Fig. 1 displays the estimated seasonal neutrino flux at South Pole. The seasonal variations increase with energy above roughly 100 GeV and reach deviations of about 10% between summer and winter. A deeper introduction into seasonal variations can be found in the ICRC proceeding and in the references listed there.

1 Calculation of the seasonal atmospheric neutrino flux by HAKKM15 for the IceCube site.

The monthly variations predicted by MCEq are depicted below. As shown in the Section Results, the impact of the hadronic interaction and primary cosmic ray model vanish in the ratio of seasonal flux to yearly flux.

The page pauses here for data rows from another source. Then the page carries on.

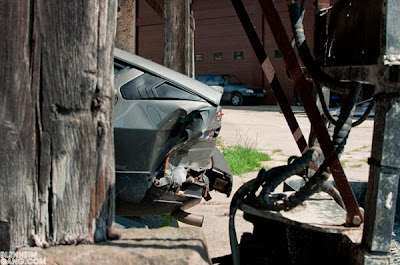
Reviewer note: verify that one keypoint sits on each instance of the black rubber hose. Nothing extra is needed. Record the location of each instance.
(304, 52)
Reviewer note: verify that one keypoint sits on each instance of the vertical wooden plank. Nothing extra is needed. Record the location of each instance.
(178, 36)
(57, 170)
(125, 38)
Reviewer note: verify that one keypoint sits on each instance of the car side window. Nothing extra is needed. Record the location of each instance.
(141, 87)
(148, 86)
(214, 80)
(167, 91)
(201, 78)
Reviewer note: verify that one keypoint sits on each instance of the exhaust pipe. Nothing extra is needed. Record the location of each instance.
(188, 218)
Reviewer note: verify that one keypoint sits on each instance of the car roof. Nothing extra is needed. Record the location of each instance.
(210, 94)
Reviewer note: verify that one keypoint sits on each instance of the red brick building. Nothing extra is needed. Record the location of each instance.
(221, 45)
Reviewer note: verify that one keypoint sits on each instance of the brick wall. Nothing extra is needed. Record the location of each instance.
(218, 30)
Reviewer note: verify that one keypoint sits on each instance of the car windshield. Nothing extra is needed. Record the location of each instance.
(232, 80)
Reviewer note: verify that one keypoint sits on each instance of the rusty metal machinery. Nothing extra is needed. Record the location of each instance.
(361, 46)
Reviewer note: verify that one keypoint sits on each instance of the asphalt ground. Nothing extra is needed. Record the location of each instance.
(265, 128)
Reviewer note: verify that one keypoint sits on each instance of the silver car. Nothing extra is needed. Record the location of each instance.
(165, 129)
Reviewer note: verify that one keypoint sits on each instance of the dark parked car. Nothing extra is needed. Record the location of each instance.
(165, 130)
(235, 91)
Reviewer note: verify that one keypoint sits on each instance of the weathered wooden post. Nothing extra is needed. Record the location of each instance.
(56, 151)
(179, 36)
(126, 26)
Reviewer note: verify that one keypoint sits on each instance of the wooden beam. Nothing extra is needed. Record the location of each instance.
(179, 36)
(157, 6)
(126, 26)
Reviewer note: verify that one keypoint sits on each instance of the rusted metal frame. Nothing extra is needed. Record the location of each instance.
(354, 215)
(382, 190)
(271, 75)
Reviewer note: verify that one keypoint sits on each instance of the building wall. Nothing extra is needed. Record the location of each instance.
(218, 30)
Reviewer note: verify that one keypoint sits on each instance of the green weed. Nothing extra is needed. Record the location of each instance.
(242, 159)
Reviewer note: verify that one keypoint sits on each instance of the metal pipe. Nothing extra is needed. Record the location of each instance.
(188, 218)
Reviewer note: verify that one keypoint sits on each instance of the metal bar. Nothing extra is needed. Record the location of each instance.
(382, 189)
(270, 74)
(354, 215)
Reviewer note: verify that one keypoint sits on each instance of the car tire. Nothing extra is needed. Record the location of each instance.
(237, 99)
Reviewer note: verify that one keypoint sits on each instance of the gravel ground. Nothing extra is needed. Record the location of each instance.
(265, 128)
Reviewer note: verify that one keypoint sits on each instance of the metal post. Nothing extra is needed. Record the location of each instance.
(383, 181)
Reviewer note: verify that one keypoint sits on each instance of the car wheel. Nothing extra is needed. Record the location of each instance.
(237, 99)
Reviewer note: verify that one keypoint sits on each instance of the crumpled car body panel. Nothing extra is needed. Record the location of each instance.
(164, 135)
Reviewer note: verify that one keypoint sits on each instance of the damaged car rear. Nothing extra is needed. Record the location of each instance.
(165, 130)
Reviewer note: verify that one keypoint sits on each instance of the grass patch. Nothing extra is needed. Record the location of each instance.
(242, 159)
(220, 142)
(343, 163)
(362, 148)
(275, 151)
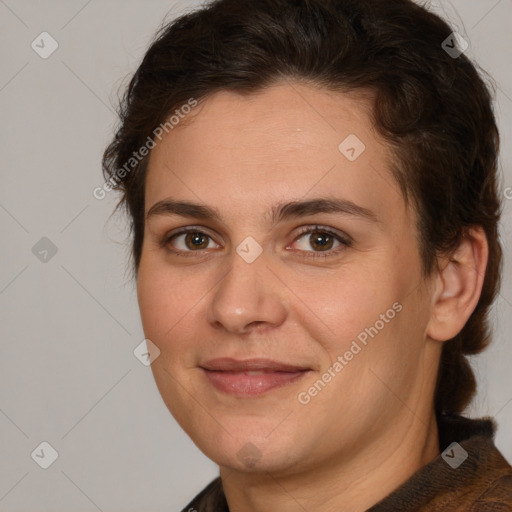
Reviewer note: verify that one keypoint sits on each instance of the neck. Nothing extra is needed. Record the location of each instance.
(343, 483)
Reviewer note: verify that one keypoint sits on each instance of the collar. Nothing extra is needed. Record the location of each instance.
(435, 483)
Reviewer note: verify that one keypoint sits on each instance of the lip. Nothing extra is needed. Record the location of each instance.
(235, 377)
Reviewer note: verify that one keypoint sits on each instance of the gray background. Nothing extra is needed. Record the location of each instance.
(70, 324)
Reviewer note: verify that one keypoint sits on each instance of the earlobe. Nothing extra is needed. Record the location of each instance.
(459, 283)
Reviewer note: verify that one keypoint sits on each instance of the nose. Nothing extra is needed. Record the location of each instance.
(248, 297)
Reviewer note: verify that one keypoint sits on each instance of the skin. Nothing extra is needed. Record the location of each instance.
(373, 425)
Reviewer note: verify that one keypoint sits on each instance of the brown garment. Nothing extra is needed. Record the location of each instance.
(480, 483)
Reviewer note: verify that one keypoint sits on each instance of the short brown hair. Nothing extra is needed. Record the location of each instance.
(433, 108)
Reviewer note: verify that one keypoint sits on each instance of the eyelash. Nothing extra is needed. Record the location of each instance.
(345, 242)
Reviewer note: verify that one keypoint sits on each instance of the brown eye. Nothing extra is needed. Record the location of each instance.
(188, 241)
(196, 240)
(321, 242)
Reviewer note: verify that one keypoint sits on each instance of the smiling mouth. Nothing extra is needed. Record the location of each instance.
(250, 377)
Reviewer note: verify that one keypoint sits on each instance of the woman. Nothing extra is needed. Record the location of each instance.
(313, 194)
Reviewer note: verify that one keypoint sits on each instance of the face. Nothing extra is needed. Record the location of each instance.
(288, 304)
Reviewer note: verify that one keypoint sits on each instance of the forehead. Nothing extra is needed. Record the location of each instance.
(244, 153)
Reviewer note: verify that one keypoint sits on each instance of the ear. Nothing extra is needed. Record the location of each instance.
(458, 285)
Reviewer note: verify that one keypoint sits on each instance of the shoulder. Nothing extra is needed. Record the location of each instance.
(210, 499)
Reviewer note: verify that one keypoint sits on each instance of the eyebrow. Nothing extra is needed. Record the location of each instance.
(278, 213)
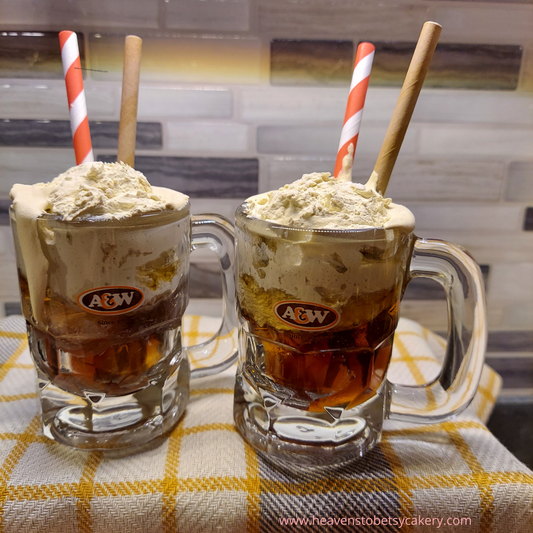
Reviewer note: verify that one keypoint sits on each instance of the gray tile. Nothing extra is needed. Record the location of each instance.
(200, 177)
(57, 134)
(33, 54)
(429, 289)
(12, 308)
(528, 219)
(517, 372)
(310, 62)
(519, 186)
(459, 66)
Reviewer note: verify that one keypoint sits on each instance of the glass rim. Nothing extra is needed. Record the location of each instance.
(124, 222)
(240, 214)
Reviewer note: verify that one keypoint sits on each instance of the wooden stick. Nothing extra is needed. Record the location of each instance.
(130, 95)
(405, 106)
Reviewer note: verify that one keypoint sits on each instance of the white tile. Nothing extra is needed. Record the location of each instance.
(203, 137)
(322, 139)
(483, 23)
(489, 247)
(519, 186)
(476, 141)
(177, 102)
(511, 282)
(48, 100)
(498, 107)
(466, 217)
(210, 15)
(32, 165)
(433, 314)
(292, 104)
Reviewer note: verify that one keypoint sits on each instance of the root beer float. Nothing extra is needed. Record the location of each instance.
(325, 303)
(102, 276)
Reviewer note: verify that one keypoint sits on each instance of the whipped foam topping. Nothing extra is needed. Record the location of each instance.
(103, 190)
(90, 191)
(319, 200)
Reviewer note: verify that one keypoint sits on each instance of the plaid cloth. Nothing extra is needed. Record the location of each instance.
(205, 478)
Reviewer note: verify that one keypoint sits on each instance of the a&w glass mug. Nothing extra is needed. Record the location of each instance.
(317, 312)
(104, 319)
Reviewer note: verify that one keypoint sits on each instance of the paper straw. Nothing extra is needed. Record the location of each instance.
(401, 116)
(356, 101)
(130, 95)
(79, 123)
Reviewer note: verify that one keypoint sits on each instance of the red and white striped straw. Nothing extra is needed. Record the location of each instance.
(79, 123)
(356, 101)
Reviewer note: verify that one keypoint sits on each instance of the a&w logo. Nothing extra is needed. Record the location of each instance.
(110, 300)
(306, 315)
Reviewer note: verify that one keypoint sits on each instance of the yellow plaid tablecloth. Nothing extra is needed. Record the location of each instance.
(204, 478)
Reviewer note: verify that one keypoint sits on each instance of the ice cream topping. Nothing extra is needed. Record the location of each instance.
(98, 193)
(319, 200)
(103, 190)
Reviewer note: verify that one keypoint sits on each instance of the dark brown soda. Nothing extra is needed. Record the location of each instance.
(344, 367)
(113, 355)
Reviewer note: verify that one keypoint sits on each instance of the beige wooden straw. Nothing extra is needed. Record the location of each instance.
(403, 111)
(130, 95)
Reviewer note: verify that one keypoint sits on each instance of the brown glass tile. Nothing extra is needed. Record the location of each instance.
(458, 66)
(57, 134)
(33, 54)
(495, 1)
(310, 62)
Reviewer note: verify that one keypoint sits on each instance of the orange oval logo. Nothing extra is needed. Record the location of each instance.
(306, 315)
(110, 300)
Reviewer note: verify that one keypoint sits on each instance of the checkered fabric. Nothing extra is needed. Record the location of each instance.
(204, 478)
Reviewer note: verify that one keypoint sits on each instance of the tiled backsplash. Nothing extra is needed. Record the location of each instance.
(241, 96)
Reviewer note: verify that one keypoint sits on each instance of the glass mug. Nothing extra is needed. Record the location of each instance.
(104, 316)
(317, 312)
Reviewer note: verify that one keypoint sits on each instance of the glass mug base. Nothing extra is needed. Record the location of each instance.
(288, 425)
(93, 420)
(293, 434)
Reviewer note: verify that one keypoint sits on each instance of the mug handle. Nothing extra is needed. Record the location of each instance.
(217, 233)
(454, 388)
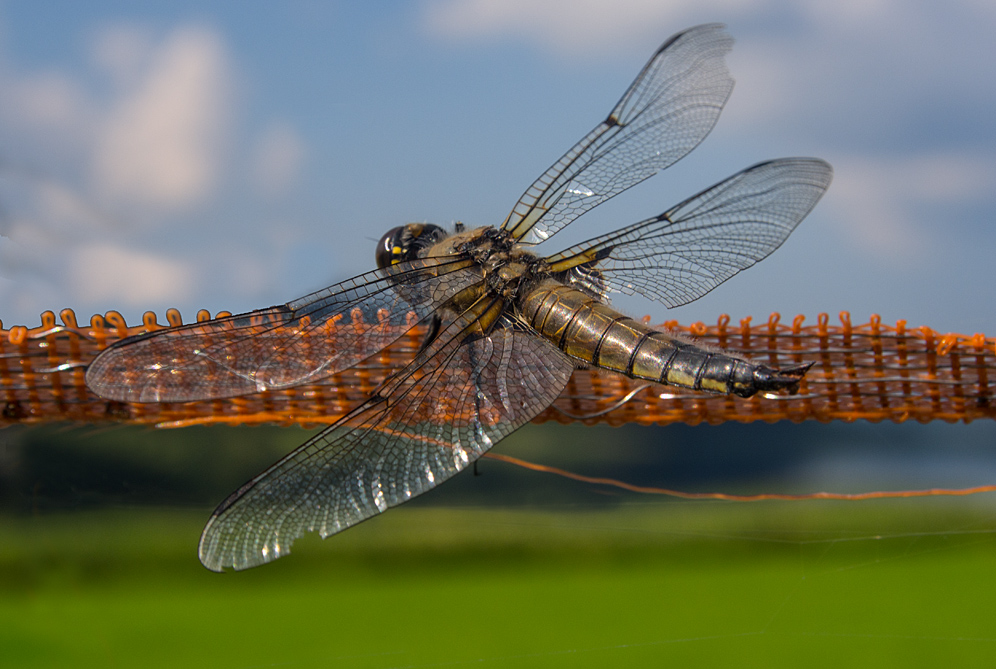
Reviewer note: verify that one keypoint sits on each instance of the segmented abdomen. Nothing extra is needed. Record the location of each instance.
(588, 330)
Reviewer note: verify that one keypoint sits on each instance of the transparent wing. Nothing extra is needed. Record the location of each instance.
(667, 111)
(441, 413)
(305, 340)
(690, 249)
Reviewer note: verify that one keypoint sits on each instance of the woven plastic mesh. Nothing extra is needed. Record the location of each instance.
(870, 371)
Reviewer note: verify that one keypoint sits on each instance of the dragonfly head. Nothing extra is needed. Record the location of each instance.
(406, 242)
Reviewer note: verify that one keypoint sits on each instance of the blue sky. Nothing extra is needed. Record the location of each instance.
(236, 155)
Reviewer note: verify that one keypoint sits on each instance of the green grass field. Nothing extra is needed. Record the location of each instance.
(876, 584)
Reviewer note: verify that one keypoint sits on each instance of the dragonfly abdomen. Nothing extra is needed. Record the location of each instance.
(593, 332)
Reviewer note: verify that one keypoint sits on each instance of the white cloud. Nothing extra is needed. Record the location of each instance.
(161, 143)
(112, 274)
(277, 162)
(572, 25)
(123, 51)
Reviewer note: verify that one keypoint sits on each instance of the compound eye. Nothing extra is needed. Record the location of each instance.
(390, 249)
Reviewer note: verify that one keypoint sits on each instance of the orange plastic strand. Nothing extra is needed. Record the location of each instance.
(650, 490)
(869, 371)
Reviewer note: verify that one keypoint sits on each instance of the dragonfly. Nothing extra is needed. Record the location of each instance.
(506, 327)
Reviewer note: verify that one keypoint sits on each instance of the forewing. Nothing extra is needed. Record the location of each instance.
(667, 111)
(303, 341)
(690, 249)
(459, 398)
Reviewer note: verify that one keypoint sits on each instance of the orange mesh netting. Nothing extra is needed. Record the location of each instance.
(870, 371)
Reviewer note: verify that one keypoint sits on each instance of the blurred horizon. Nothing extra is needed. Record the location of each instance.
(221, 156)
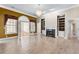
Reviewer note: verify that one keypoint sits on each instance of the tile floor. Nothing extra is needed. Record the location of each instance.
(34, 44)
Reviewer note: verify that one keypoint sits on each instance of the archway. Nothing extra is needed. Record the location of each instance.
(23, 25)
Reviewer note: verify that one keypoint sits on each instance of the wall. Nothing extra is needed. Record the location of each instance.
(13, 13)
(51, 22)
(51, 19)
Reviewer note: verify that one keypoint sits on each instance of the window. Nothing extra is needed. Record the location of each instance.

To keep the energy dependence of the seasonal variations, unfolding techniques are used to reconstruct seasonal spectra. The unfolded energy spectra are subject to systematic uncertainties in the reconstruction process. Given the limited amount of data per season, the seasonal spectra are indistinguishable regarding the uncertainties. However, the seasonal variations of the flux can be determined by measuring the deviation of the seasonal unfolded flux to the unfolded annual mean flux. The measurement becomes then independent of systematic uncertainties in the detector reconstruction and the flux model since these do not change with the season. This allows to measure the seasonal variation of the neutrino flux energy-dependently. With 10 years of IceCube data it may be feasible to distinguish between seasonal flux variations that are only affected by statistical uncertainties of the unfolding process.

The overview of the unfolding scheme is illustrated in Fig. 2.

MCEq predictions for ratio of monthly flux to annual average depending on zenith angle. Average MCEq flux ratio for the zenith range between 90° and 120° is shown in dashed lines.